Humility and Prayer

Humility supports prayer, and prayer supports humility.

First, humility supports prayer. Suppose that I enter into a time of prayer arrogantly. When I address my heavenly Father—who, by the way, is also the Creator, Sustainer, and Judge of all the world!—I might start addressing him casually, as though he’s my homeboy. I might start thoughtlessly babbling about whatever comes to mind—and not be concerned that I’m doing it. I might start rattling off a list of the things I wanted God to do for me, rather than deferentially asking God what he wants of me so that I can get in line with that.

I confess that I have often come to prayer lacking in humility. Oh how pride and selfishness have hurt my prayers! Humility is foundational and built into the very structure of prayer.

But not only does humility support prayer, prayer also supports humility. When I stumble out of bed to take a prayer walk on a dark and cold morning, I preach the truth to myself that God is my priority, not my warm bed. When I struggle to focus my prayers and allow my thoughts to wander, and then, when I awaken to what I’m doing, I discover yet again how utterly inadequate I am in prayer.

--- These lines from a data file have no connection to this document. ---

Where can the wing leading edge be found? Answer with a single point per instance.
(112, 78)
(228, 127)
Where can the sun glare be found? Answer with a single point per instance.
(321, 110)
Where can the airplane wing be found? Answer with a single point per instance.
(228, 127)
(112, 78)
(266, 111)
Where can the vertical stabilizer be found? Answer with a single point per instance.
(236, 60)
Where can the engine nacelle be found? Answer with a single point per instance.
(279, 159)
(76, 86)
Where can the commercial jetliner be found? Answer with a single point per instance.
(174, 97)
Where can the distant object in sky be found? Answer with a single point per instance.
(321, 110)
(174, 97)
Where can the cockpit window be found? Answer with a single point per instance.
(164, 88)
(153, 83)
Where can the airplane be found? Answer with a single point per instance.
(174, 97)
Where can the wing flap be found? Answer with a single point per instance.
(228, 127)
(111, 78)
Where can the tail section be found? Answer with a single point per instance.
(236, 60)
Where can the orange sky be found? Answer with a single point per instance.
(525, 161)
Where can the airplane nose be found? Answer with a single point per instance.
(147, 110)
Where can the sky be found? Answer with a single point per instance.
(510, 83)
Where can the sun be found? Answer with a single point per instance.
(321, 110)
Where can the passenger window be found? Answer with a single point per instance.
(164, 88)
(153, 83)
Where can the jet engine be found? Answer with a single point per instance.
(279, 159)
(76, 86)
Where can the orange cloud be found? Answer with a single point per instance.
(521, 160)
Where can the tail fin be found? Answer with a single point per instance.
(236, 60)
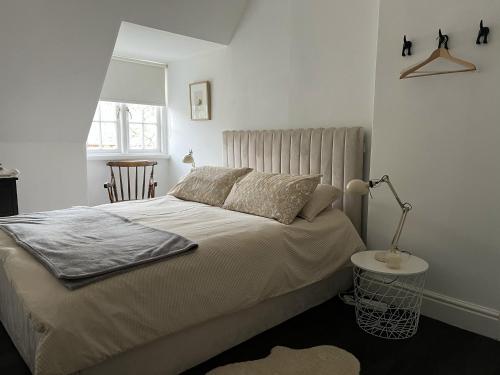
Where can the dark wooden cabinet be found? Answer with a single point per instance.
(8, 196)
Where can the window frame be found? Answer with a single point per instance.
(123, 150)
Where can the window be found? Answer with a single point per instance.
(119, 128)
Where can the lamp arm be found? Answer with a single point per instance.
(405, 206)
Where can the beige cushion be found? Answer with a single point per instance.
(322, 198)
(209, 185)
(272, 195)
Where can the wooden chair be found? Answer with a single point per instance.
(112, 188)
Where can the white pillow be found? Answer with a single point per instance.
(322, 198)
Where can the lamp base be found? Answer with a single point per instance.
(390, 257)
(381, 256)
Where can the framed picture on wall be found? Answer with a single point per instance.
(199, 93)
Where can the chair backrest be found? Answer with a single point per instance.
(117, 193)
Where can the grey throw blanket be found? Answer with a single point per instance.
(81, 245)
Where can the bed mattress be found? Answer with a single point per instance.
(241, 261)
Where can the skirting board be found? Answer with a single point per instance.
(466, 315)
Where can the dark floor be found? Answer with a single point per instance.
(436, 349)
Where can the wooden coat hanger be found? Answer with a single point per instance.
(440, 52)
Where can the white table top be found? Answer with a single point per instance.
(410, 265)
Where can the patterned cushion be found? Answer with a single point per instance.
(209, 185)
(272, 195)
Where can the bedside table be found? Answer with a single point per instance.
(388, 300)
(8, 196)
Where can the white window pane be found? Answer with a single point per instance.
(109, 136)
(96, 114)
(135, 112)
(108, 111)
(135, 136)
(150, 114)
(150, 137)
(94, 138)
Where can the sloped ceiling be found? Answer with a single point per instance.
(55, 54)
(148, 44)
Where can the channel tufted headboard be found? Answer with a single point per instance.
(336, 153)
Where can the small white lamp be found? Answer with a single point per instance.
(189, 159)
(360, 187)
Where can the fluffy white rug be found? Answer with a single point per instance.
(318, 360)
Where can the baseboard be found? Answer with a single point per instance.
(466, 315)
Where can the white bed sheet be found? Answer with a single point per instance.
(241, 261)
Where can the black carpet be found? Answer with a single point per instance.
(437, 348)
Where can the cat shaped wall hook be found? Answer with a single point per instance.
(483, 33)
(406, 47)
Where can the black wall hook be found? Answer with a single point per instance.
(406, 47)
(483, 33)
(443, 40)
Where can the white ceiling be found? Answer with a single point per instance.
(144, 43)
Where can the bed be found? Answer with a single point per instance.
(248, 274)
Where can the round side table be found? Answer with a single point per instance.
(388, 300)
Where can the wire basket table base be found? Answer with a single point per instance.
(388, 306)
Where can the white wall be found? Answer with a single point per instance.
(437, 137)
(134, 82)
(290, 64)
(54, 56)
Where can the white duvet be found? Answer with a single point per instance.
(241, 260)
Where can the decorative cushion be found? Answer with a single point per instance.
(322, 198)
(272, 195)
(209, 185)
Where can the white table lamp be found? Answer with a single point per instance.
(360, 187)
(189, 158)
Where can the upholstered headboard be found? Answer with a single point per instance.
(336, 153)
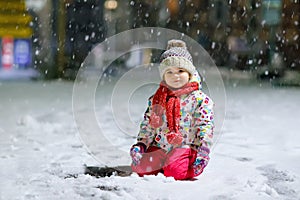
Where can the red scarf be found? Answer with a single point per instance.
(169, 100)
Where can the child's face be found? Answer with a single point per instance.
(176, 77)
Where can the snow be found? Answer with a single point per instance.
(43, 149)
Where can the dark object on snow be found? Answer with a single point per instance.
(108, 171)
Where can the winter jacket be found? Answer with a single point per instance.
(196, 123)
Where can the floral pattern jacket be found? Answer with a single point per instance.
(196, 123)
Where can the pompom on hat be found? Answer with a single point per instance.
(176, 55)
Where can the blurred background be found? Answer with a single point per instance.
(49, 39)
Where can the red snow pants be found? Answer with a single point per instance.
(178, 163)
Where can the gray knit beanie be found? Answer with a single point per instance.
(176, 55)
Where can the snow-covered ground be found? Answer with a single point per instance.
(43, 147)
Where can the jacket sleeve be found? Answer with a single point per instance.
(146, 132)
(204, 127)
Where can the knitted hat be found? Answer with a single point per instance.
(176, 55)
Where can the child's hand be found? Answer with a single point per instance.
(136, 153)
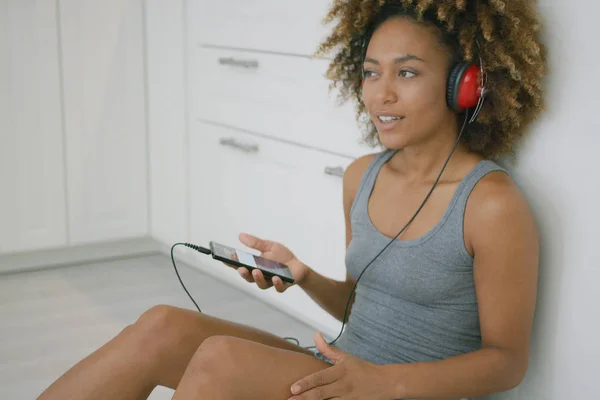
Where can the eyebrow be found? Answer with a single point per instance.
(397, 60)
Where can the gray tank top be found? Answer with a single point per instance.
(417, 301)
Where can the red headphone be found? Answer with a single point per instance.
(465, 87)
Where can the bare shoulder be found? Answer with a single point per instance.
(354, 174)
(497, 203)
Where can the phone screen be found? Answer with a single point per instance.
(250, 260)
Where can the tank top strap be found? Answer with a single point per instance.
(452, 232)
(368, 180)
(482, 168)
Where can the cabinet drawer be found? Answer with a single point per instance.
(287, 26)
(242, 183)
(280, 96)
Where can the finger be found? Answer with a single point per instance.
(317, 380)
(279, 285)
(254, 242)
(260, 280)
(244, 273)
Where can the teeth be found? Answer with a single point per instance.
(385, 118)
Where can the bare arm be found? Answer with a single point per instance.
(330, 294)
(504, 241)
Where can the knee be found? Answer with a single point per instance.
(156, 329)
(216, 357)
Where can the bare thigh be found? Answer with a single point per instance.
(155, 350)
(180, 333)
(232, 368)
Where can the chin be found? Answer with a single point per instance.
(393, 140)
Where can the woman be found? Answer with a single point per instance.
(446, 311)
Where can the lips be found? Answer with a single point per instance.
(389, 118)
(387, 122)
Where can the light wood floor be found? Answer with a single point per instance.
(52, 318)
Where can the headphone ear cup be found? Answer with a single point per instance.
(454, 80)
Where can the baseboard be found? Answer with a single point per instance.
(193, 260)
(59, 257)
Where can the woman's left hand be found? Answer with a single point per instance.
(349, 378)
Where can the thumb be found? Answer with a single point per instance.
(326, 349)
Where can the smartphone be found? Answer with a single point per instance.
(241, 258)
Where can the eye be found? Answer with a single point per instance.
(407, 74)
(368, 74)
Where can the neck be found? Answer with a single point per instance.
(423, 162)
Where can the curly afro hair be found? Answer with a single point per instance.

When I notice that the content of my prayers is frequently self-serving, I have no choice but to cast myself on the mercy of a God who wants to expose this selfishness in order to redirect me into his ways. Prayer has tended to expose my selfishness and pride in a way and to such a degree that almost nothing else has (except, perhaps, sharing the gospel and raising children). Prayer leads toward increased humility.

But not only does humility support prayer—and prayer support humility—but their intertwined relationship entails that they grow together. Humility and prayer become mutually reinforcing as time passes. Thus, the more you pray in awareness of your weakness and tendency toward pride and selfishness, then humility grows. As humility increasingly becomes a pattern, prayer also increases in authenticity and effectiveness. Since prayer generates humility, and humility is essential to genuine prayer, prayer and humility grow together.

James (and Peter) would agree (James 4:6-10; cf. 1 Peter 5:5-7). James bids us to humbly draw near to God, and humble ourselves in his presence, since God is opposed to the proud but gives grace to the humble.

Humility and prayer go together. Humility and prayer also grow together.